Chi pratica sport di potenza come sollevamento pesi, culturismo o rugby può ottenere notevoli vantaggi in termini di aumento di muscoli, anche perchè la massa muscolare brucia i grassi e riduce così la percentuale del grasso corporeo.

Paleo dieta: menu settimanale

È possibile stilare un esempio di paleodieta tenendo ben a mente che il menu giornaliero deve comprendere cibi esistenti in era paleolitica (carne magra, pesce, crostacei e molluschi, verdura, semi, radici, bacche, frutta o miele), che non sono ammessi alcolici, tè e caffè (se non in rarissime occasioni) e che vengono vietati alimenti raffinati e cibi industriali (cereali, legumi, latte e derivati, sale, zucchero, burro e altro).

Non resta che scoprire un menù settimanale tipo della paleodieta per capire fino in fondo come funziona un regime alimentare iperproteico paleolitico e quali alimenti sono concessi nella paleodieta.

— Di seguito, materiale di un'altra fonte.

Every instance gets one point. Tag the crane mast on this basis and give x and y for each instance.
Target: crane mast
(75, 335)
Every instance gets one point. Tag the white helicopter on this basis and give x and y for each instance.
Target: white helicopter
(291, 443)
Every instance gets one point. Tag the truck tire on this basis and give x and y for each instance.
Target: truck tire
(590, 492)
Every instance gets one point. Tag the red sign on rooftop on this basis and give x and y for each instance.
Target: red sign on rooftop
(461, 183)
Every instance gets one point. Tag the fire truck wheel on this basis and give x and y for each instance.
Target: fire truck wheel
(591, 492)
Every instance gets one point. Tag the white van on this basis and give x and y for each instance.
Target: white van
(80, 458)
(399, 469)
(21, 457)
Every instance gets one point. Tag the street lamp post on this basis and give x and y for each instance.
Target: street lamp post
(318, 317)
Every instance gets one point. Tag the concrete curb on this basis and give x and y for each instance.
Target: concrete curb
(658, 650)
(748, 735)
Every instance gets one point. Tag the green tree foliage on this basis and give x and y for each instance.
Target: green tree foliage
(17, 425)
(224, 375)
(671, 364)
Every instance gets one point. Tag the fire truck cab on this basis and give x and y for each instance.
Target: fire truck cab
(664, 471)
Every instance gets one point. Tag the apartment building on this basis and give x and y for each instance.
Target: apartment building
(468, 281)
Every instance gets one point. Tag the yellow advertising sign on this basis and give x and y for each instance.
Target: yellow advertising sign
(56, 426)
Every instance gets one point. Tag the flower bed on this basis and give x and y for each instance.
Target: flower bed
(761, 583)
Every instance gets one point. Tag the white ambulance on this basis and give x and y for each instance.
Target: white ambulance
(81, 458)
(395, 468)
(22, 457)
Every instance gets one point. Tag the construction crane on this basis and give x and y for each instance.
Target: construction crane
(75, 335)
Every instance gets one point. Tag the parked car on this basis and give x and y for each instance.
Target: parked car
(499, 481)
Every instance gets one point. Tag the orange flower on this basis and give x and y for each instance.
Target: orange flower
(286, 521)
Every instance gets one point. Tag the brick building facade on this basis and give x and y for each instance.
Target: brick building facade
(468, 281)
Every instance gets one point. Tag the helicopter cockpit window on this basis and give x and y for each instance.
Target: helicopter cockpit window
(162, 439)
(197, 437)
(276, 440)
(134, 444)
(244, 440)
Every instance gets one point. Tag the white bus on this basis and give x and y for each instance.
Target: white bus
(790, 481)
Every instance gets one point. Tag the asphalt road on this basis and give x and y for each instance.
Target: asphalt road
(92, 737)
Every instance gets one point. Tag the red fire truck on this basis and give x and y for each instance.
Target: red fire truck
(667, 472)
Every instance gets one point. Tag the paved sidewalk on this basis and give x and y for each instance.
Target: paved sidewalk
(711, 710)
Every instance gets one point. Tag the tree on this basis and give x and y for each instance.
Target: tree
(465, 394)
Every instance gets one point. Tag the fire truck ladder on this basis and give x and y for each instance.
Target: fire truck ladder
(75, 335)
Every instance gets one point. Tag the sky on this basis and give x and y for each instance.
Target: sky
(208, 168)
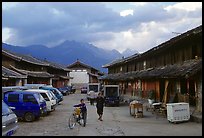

Il menu della dieta paleo p

  • Colazione – Piatto di uova sode e mandorle.
  • Spuntino – Frutta secca, frutta o affettati.
  • Pranzo – Piatto unico di bresaola e rucola.
  • Merenda – Frutta secca, frutta o affettati.
  • Cena – Piatto di salmone con verdure di stagione.

Martedì

  • Colazione – Porzione di salmone e noci.
  • Spuntino – Frutta secca, frutta o affettati.
  • Pranzo – Porzione di petto di pollo ai ferri con insalata mista.
  • Merenda – Frutta secca, frutta o affettati.
  • Cena – Porzione di spezzatino di carne con verdure crude.

Mercoledì

  • Colazione – Porzione di fesa di tacchino e noci.
  • Spuntino – Frutta secca, frutta o affettati.
  • Pranzo – Piatto di insalata di gamberi e rucola.
  • Merenda – Frutta secca, frutta o affettati.
  • Cena – Piatto di pesce alla griglia con verdure di stagione.

Giovedì

  • Colazione – Porzione di prosciutto crudo e macedonia di stagione.
  • Spuntino – Frutta secca, frutta o affettati.
  • Pranzo – Omelette con insalata e pomodori.
  • Merenda – Frutta secca, frutta o affettati.
  • Cena – Piatto di pollo arrosto con pelle e contorno di verdure grigliate.

Venerdì

  • Colazione – Porzione di uova e noci.
  • Spuntino – Frutta secca, frutta o affettati.
  • Pranzo – Piatto con fettina di carne e contorno di funghi.
  • Merenda – Frutta secca, frutta o affettati.
  • Cena – Porzione di zuppa di verdure con affettato a scelta.

Sabato

  • Colazione – Porzione di uova e frutta di stagione.
  • Spuntino – Frutta secca, frutta o affettati.
  • Pranzo – Piatto di insalata di verdure miste con affettati.
  • Merenda – Frutta secca, frutta o affettati.
  • Cena – Porzione di scaloppine con verdure.

Domenica

  • Colazione – Un frullato di frutta con latte di cocco o bevanda ricavata da frutta secca.
  • Spuntino – Frutta secca, frutta o affettati.
  • Pranzo – Porzione di pollo al curry con insalata mista.
  • Merenda – Frutta secca, frutta o affettati.
  • Cena – Porzione di salmone con verdure grigliate.